It can be challenging to teach our tweens how to interact online safely, responsibly, and without constant oversight. Part of the reason for this is that there is no roadmap for teaching these skills. This is where TDSU comes in.
We believe that just pointing out to your child that there are specific expectations, skills to learn, and ways to go about practicing online interactions in a safe and supportive environment is a big first step! By laying the foundation and making your child a partner in the process you are increasing their awareness and expectations about how people interact online.
But what do you do when it feels like your child just isn’t getting it?
Here are some things to think about:
- Remember to point out to your tween what they are doing right! Learning new skills takes time and effort, and even the smallest gains are important to acknowledge. Our Accentuate the Positive activity is a great way to remind your child (and you!) of all the progress they are making.
- Does your child really understand why it is important to learn how to be safe and responsible while online? One thing you could do is share some news stories about real life consequences of misguided or inappropriate online behaviors. Opening up this conversation shows your child that this topic is something you take seriously and is something worth committing time and energy to learning about.

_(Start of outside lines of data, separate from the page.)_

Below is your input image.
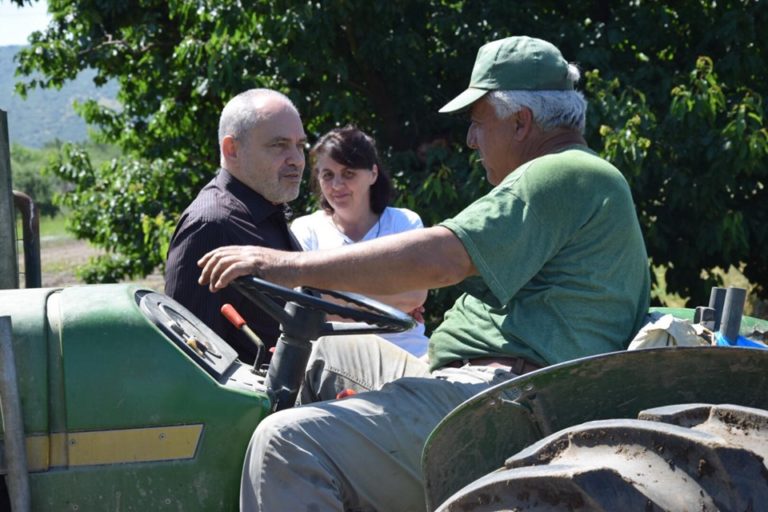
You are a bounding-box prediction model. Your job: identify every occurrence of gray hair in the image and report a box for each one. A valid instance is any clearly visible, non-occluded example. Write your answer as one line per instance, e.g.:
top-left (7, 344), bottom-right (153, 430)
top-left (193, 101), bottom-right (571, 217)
top-left (219, 89), bottom-right (298, 147)
top-left (488, 64), bottom-right (587, 134)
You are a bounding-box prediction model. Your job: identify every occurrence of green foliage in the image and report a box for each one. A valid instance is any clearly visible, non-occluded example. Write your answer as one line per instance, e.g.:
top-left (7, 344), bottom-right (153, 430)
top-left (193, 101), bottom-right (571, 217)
top-left (11, 141), bottom-right (119, 217)
top-left (11, 144), bottom-right (64, 217)
top-left (12, 0), bottom-right (768, 328)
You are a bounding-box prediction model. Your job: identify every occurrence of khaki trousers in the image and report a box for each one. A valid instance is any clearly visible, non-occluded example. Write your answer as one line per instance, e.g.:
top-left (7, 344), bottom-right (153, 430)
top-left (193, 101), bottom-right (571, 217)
top-left (240, 336), bottom-right (515, 512)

- Is your child struggling to assimilate some of the Thumbs Down skills? Maybe it is time to take a step back and review some of TDSU’s more basic concepts. You can find these in our activities that are marked “Get Started.”
- Did you and your tween have an agreement about the boundaries for their online interactions, but they aren’t sticking to the plan? Maybe they believe they are ready for more independence. It might be time to check-in and make sure you are still on the same page about their goals for their online lives and the privileges and responsibilities that go along with them. Or maybe what they agreed to isn’t working for them anymore. See if together you can come up with a new strategy to help them learn. Don’t be afraid to switch it up!
- Has your child had a misstep? Don’t worry! Mistakes are part of the learning process. Even when a skill is fully integrated, this can happen. Let your tween know you’ve noticed, remind them of the plan, and let them know you are in this together. If the same issue keeps coming up, it might mean it is time to take a step back and review before moving on.
Don’t just follow your kids online. Lead them.